Giornalismo, Bagnasco: professione va ripensata

"Che la professione del giornalista – prima ancora che la vendita dei giornali cartacei -, abbia bisogno di essere ripensata è un dato innegabile. Se infatti perde l’aggancio alla verità, e se smarrisce la responsabilità nei confronti dei suoi lettori, allora anche il giornalista più dotato può produrre danni culturali gravissimi, contribuendo ad aumentare la cacofonia, la frammentazione, il disorientamento e la confusione, nonché la violenza che così spesso si sprigiona nelle situazioni di incertezza e fragilità". Lo dice Angelo Bagnasco, arcivescovo di Genova e presidente della Conferenza Episcopale italiana, nella sua prolusione sull’etica del giornalista tra la carta stampata e il web.

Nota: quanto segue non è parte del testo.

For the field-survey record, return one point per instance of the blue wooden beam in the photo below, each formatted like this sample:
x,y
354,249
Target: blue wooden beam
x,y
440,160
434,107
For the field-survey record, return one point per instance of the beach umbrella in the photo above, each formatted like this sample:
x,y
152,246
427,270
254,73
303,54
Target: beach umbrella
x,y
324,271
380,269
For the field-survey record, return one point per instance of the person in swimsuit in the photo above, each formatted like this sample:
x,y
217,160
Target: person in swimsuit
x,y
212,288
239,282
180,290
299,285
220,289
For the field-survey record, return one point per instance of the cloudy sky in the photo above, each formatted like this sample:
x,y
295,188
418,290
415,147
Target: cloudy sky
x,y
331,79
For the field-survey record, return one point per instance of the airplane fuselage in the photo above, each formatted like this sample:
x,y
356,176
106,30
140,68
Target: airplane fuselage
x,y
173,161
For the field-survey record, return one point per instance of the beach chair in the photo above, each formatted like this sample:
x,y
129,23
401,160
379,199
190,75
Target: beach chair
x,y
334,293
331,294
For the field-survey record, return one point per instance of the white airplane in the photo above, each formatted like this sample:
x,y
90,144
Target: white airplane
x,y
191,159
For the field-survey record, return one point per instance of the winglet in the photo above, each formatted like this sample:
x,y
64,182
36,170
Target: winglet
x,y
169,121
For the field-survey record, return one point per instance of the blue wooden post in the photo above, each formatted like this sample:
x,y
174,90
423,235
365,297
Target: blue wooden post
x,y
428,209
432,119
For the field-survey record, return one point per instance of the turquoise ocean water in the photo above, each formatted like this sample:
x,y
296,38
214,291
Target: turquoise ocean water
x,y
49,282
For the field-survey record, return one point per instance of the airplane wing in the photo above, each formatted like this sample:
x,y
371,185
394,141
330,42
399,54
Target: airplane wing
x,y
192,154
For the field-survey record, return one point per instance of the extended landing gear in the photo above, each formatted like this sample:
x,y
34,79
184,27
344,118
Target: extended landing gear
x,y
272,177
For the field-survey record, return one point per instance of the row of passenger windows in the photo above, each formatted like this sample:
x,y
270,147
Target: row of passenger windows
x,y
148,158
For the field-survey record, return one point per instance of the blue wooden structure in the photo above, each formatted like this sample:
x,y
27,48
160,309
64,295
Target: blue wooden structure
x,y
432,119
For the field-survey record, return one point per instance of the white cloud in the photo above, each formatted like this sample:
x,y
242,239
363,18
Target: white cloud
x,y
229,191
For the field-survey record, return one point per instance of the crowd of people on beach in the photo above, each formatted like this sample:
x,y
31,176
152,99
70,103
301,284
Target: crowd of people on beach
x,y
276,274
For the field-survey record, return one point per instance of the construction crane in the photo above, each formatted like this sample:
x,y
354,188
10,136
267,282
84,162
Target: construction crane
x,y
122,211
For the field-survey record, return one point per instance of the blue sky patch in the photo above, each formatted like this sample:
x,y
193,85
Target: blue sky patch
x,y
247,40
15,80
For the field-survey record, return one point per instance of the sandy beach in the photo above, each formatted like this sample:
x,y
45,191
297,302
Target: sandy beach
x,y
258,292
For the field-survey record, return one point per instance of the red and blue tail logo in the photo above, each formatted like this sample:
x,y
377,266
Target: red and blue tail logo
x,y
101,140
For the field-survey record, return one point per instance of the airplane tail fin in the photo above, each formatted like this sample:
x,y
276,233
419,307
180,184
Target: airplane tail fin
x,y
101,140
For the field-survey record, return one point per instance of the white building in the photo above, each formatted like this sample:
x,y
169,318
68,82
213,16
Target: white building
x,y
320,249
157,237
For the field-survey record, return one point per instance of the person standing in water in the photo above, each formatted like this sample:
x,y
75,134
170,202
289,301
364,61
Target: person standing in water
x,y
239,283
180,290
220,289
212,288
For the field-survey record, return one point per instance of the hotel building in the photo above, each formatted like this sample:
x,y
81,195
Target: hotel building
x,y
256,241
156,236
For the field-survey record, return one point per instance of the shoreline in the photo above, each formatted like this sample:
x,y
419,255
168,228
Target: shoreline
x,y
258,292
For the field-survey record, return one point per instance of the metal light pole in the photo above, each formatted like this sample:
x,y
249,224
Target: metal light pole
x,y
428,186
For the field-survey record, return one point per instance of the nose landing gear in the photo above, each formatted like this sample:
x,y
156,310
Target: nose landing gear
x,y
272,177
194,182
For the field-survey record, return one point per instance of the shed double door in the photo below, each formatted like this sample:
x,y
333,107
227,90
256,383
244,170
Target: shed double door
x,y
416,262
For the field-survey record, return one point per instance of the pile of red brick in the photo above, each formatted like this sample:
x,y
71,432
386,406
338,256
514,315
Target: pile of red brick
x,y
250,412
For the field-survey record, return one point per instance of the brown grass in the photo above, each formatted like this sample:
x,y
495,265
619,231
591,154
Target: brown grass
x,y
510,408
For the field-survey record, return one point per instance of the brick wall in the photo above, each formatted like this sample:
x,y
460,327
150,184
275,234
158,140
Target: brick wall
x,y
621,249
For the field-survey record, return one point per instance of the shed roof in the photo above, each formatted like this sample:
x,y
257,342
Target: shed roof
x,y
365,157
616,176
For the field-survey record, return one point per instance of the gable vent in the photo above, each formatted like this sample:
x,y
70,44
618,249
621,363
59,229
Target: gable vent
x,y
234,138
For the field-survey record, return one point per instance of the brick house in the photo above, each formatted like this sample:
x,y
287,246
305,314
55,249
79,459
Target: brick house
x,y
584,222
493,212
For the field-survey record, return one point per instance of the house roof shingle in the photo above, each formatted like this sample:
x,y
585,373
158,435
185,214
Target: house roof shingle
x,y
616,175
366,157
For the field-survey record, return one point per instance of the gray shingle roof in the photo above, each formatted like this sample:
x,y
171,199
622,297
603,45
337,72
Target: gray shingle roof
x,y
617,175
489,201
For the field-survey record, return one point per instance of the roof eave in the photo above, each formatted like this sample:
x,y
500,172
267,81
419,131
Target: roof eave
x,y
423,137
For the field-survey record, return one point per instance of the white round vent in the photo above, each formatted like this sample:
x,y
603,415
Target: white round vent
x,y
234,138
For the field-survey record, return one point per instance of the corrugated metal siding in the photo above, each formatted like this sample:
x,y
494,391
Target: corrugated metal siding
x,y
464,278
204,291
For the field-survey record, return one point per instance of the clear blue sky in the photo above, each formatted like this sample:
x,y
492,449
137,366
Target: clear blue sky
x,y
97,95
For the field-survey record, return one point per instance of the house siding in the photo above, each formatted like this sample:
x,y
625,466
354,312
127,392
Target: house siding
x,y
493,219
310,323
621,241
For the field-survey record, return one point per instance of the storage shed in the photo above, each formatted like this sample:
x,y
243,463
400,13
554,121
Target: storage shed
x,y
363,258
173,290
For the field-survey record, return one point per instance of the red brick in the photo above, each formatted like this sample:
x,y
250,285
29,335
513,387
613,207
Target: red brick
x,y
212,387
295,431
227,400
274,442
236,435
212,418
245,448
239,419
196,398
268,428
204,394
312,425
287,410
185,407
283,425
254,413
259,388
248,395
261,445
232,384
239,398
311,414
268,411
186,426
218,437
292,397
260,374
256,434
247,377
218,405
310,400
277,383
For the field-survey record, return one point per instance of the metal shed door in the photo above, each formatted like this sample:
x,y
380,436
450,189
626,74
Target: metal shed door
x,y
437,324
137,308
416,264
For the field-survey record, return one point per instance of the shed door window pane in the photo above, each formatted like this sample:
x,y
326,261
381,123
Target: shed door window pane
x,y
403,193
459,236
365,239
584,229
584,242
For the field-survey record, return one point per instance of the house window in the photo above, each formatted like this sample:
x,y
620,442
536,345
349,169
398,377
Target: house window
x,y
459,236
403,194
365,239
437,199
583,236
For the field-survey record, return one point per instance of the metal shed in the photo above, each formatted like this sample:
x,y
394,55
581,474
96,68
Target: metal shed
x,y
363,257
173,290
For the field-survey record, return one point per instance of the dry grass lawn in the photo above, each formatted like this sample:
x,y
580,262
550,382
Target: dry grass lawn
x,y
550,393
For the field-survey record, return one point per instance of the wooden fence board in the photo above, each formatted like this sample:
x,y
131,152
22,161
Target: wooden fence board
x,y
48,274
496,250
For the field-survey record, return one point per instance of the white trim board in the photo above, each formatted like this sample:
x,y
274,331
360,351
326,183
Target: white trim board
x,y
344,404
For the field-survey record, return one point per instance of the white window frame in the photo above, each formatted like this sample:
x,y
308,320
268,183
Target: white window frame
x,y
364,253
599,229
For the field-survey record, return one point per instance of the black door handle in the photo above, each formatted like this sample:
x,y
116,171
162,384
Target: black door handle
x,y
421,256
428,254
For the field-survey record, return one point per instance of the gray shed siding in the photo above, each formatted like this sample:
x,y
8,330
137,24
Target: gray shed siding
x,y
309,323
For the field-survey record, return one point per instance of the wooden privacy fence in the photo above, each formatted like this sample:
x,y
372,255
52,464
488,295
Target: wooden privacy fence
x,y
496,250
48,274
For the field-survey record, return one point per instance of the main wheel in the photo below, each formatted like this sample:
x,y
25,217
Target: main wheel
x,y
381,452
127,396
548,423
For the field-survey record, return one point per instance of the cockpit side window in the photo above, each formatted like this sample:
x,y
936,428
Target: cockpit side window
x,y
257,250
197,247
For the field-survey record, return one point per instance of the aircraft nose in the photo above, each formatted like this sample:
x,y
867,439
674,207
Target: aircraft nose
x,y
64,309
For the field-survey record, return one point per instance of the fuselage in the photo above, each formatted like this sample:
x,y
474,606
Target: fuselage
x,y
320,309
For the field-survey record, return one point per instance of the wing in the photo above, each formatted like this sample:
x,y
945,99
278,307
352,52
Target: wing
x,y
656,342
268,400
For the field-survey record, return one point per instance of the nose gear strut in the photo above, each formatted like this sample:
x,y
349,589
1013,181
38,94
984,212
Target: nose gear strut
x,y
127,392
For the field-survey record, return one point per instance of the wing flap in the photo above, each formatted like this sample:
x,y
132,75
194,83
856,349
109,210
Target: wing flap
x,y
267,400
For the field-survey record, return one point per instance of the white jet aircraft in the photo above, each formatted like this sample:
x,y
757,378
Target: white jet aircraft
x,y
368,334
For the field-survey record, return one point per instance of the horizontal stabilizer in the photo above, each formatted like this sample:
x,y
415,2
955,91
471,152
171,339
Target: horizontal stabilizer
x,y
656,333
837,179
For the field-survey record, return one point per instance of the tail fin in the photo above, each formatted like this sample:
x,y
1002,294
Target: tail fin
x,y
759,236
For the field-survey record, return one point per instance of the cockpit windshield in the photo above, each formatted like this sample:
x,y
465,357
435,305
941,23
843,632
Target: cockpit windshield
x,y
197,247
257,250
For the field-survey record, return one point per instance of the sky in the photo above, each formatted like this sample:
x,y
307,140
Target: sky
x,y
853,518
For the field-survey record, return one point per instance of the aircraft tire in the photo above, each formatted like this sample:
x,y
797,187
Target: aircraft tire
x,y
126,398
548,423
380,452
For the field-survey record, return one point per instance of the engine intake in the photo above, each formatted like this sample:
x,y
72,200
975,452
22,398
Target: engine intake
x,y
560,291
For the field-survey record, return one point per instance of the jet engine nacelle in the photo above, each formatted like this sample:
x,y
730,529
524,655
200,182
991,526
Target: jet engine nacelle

"Un certo affanno della professione giornalistica è evidente in molte sue derive – spiega Bagnasco – che ormai purtroppo sono più routines che eccezioni: nell’uso strumentale e destabilizzante di notizie non verificate allo scopo di sostenere o danneggiare una parte in causa nell’agone pubblico; nel silenzio calato, allo stesso scopo, sulle notizie che romperebbero pregiudizi e che si ha vantaggio a mantenere; in un uso voyeuristico e acritico del ‘diritto di cronaca’, senza nessuna preoccupazione per le parti in causa (come i parenti delle vittime per esempio) o gli effetti sull’opinione pubblica. O ancora, nella corsa allo scoop che non esita a violare non solo la privacy, ma i tempi e i ritmi di istituzioni che devono anteporre operare discernimento e confronto piuttosto che sfamare la curiosità spesso indotta del pubblico". 

"Non si può negare che nel nostro Paese si avverta la presenza di proprietà editoriali invadenti e comunque molto più versate alla tutela dei propri interessi che alla qualità dell’informazione. D’altra parte un sistema non può garantire l’indipendenza di giudizio quando è economicamente dipendente da quei poteri che dovrebbe controllare. Ciò pone, peraltro, una questione centrale perché la qualità della comunicazione contribuisce non poco alla salute di un Paese democratico. Accanto a questi condizionamenti forti che provengono dall’esterno, occorre evidenziare anche possibili condizionamenti interni che inducono il giornalista ad autocensurarsi per non disturbare chi può danneggiarlo o, al contrario, gratificarlo".

"Quello degli slogan ė il linguaggio dei falsi profeti, che Papa Francesco non cessa di invitarci a smascherare: operazione per la quale i giornali troppo poco ci aiutano, contribuendo piuttosto ad alimentare personalismi perlopiù dotati di scarso fondamento. Armi efficaci nella ‘battaglia delle idee’, anzi troppo spesso delle ideologie, gli slogan e i termini ‘inventati’ per definire una situazione nuova non sono mai neutri, ma orientano la comprensione e dunque influiscono sui nostri atteggiamenti: pensiamo solo all’etichetta ‘vu cumprà’ per definire i lavoratori stranieri stagionali, e al tipo di relazione che una definizione come questa favorisce, o ostacola in un mondo ormai plurale". "Una delle parole ultimamente più abusate è ‘responsabilità’: senza tener conto che usare a sproposito, o per mascherare il loro contrario, parole che dovrebbero invece vincolarci l’un l’altro produce non solo una menzogna, ma un effetto nichilistico generalizzato, un progressivo svuotamento della capacità del linguaggio di significare e ospitare una comunicazione autentica”.